Подвал виноградарей

Госпиталь у северных ворот стоял на месте старого святилища, и каменщики, возводившие стены для больных, не слишком доверяли извести. Они клали фундамент быстро, крестились часто и старались не смотреть на мозаики, которые открывались под лопатами: там вились лозы, бежали козлоногие музыканты и женщины с поднятыми руками, точно их звали сразу в пляску и на казнь. Потом всё это закрыли плитами, сверху устроили часовню, рядом — палаты, кухню, кладовую для воска и снадобий. Но каждую осень, когда на холмах давили виноград, из щелей поднимался терпкий запах перебродившего сока, и многие начинали бредить особенно изобретательно.
Я тогда служил при госпитале и запомнил одну ночь лучше, чем собственную юность.
В лучшей палате лежал Стефан. Еще год назад он славился тем, что мог одним ужином испортить репутацию любой небесной иерархии. Его приглашали к столу не из уважения, а из любопытства: все знали, что после второго кубка он начинает говорить о Творце с таким насмешливым панибратством, будто речь идет о бедном родственнике, который давно живет не по средствам. Он уверял, что небеса меняют лицо. Если ему бывало легко на сердце, Всевышний становился милостив; если мир начинал раздражать, небеса немедленно принимали вид строгого надзирателя; если его мутило от людей и от себя, он объявлял, что над нами нет никого, кроме дурно устроенных нервов.
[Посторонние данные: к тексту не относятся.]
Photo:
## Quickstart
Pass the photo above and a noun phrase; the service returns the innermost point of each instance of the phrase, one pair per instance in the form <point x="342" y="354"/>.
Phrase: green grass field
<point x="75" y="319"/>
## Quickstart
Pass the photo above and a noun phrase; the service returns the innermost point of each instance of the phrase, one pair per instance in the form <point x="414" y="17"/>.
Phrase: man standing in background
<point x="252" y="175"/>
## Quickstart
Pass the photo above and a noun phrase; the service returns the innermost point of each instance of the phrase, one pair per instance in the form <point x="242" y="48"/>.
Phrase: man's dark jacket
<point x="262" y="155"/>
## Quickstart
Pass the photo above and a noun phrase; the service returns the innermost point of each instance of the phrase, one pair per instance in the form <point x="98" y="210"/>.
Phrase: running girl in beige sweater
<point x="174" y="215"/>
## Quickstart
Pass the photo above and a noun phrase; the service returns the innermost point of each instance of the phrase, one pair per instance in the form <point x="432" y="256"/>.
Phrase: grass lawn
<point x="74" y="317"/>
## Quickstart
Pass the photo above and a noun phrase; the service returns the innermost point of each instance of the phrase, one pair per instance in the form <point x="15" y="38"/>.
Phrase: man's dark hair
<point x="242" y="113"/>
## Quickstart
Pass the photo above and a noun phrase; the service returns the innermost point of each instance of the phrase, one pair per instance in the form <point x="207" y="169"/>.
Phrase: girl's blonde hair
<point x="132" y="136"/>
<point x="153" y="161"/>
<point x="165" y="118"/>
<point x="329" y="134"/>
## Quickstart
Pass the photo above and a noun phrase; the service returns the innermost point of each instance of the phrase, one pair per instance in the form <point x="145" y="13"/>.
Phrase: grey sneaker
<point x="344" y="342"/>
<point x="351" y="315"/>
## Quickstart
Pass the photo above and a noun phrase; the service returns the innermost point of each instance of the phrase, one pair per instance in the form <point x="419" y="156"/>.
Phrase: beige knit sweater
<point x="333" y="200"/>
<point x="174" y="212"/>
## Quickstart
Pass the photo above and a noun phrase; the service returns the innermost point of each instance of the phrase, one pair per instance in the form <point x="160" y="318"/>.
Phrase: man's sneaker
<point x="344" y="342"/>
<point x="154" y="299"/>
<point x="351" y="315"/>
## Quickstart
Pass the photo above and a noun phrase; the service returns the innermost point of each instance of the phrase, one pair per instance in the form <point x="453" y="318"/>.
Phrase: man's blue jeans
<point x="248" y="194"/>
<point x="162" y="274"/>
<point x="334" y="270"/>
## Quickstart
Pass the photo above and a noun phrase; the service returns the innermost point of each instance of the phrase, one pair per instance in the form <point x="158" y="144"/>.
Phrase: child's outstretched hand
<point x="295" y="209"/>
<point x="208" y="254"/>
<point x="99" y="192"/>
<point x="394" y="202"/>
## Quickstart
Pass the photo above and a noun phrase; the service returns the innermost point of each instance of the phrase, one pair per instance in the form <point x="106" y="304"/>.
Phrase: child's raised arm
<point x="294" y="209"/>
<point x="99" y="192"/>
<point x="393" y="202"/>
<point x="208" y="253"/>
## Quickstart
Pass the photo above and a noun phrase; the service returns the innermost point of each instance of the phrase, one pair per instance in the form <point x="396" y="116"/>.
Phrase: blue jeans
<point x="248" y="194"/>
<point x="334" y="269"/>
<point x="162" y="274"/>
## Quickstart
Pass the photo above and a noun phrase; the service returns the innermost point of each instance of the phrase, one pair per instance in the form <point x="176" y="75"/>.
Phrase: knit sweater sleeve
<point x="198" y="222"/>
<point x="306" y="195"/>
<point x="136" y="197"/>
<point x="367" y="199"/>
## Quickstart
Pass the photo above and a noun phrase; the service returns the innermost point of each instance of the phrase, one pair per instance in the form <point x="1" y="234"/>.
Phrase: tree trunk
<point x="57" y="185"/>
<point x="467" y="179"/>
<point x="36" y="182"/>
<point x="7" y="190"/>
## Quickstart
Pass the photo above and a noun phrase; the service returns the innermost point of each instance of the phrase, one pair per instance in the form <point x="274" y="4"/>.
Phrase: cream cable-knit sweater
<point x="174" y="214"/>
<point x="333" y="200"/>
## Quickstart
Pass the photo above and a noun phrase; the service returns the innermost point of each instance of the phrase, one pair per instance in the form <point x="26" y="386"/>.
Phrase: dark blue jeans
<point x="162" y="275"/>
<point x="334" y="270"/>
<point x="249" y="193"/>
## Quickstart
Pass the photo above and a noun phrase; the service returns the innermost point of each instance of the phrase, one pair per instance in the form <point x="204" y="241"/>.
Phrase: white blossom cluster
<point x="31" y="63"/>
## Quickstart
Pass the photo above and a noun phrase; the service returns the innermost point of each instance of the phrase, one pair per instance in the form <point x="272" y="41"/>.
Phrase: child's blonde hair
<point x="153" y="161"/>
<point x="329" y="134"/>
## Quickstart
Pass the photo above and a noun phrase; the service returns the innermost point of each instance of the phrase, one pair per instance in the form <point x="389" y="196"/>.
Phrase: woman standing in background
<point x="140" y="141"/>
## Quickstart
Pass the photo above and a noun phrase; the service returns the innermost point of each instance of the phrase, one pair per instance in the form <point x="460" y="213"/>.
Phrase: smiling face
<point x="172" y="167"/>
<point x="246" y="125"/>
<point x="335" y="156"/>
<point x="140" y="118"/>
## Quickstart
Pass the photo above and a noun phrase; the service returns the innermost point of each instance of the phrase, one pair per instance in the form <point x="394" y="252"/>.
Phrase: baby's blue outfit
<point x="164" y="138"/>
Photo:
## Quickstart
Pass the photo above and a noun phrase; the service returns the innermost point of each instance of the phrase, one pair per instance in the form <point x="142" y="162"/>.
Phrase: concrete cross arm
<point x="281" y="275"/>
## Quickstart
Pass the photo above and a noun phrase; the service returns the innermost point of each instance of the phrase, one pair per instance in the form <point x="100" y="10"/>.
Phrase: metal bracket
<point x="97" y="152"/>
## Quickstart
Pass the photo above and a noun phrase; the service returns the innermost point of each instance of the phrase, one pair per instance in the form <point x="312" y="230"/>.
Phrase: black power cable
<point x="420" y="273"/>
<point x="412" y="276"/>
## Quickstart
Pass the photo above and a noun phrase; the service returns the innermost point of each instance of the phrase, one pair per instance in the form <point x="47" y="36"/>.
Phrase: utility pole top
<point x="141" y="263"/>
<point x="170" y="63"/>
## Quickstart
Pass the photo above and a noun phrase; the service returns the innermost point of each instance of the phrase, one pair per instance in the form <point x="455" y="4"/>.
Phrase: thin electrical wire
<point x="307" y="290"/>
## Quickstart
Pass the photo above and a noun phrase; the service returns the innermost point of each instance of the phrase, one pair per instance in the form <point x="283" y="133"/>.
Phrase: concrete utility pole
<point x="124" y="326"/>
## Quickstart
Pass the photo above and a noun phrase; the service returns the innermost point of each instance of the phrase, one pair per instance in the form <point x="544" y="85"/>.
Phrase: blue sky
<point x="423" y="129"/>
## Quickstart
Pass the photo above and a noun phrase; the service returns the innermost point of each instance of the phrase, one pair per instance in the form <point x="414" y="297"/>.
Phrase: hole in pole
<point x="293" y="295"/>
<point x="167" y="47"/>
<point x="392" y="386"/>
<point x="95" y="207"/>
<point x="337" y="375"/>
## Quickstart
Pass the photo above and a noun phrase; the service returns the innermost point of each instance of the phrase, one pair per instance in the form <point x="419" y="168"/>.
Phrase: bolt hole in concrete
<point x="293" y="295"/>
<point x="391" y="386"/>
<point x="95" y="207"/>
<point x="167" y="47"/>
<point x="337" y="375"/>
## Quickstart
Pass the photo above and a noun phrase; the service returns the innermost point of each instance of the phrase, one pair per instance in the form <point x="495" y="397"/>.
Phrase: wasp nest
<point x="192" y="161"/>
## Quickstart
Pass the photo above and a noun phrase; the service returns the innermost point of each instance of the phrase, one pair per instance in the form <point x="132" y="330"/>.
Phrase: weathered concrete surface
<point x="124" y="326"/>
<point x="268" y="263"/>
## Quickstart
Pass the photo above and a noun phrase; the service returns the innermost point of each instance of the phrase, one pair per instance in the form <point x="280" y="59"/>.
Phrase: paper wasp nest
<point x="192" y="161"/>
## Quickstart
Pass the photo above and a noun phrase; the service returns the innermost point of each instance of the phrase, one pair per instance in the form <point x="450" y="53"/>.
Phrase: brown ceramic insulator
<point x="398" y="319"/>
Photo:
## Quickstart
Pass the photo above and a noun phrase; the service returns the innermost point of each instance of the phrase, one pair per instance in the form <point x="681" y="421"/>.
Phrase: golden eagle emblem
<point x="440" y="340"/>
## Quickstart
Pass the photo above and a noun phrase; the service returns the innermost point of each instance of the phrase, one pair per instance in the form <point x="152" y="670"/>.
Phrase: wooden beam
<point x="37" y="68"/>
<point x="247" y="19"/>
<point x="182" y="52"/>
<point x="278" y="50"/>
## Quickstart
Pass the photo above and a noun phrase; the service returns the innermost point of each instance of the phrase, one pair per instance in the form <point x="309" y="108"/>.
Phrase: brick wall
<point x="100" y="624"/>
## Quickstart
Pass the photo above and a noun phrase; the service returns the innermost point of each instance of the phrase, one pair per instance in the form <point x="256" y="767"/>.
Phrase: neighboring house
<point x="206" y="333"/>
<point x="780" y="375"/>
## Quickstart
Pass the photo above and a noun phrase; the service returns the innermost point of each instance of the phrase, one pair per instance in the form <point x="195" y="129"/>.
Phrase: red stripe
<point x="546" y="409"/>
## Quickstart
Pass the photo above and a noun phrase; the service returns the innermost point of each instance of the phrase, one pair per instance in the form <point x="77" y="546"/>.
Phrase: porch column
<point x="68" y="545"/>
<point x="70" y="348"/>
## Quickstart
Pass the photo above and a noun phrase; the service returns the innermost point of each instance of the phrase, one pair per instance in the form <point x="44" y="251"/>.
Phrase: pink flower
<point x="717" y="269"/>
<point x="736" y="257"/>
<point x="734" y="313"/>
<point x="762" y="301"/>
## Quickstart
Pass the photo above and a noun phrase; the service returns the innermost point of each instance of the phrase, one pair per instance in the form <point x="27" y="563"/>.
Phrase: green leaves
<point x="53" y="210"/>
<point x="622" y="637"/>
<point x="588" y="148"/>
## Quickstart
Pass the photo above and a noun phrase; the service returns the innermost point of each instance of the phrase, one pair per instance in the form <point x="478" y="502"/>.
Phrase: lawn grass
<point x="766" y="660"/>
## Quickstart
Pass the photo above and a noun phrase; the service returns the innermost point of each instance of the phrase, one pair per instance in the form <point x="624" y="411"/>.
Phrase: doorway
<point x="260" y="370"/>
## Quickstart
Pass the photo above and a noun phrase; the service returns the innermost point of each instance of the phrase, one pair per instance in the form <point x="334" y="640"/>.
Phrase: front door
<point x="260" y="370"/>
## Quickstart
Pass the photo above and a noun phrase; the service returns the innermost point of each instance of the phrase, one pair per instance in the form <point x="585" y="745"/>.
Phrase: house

— Моя горячка куда религиознее ваших соборов, — сказал он мне как-то в сентябре, когда болезнь уже вошла в него прочно и распоряжалась им без спроса. — Усилится к вечеру — я вижу порядок, смысл, почти благодать. Ослабнет под утро — и весь космос похож на плохо освещенную лавку, где никто не знает, зачем открылся.
Он кашлял, худел, сердился. Иногда требовал принести распятие и смотрел на него так долго, будто хотел добиться от дерева признания. Иногда просил убрать образ со стены, потому что «слишком много выражения в лице для фрагмента краски». Страннее всего было то, что он не лгал ни в одном из своих состояний. Просто правда в нем меняла обличье быстрее, чем пламя на ветру.
Настоятельница, женщина дальновидная и суровая, решила устроить у его постели что-то вроде ночного суда, но без судьи. Она позвала троих.
Первым пришел брат Аким — широкий, спокойный, со следами мела на рукавах. Он прежде строил мосты и башни, потом ушел в орден, но не разучился мыслить сообразно камню. Ему нравились доводы, у которых есть основание и верх. Когда он говорил, казалось, будто и речь его кладется рядами на известку без лишнего шума.
Вторым явился проповедник с севера, Бартель. Он был высок, резок, и всякое слово у него звучало так, словно он не беседует, а отбивает атаку. Он подозревал в человеке такую изобретательность по части самообмана, что готов был объявить идолом даже самую возвышенную молитву. Но глаза у него были не сухие: в нем жила ярость того рода, что происходит не от холодности, а от раненой веры.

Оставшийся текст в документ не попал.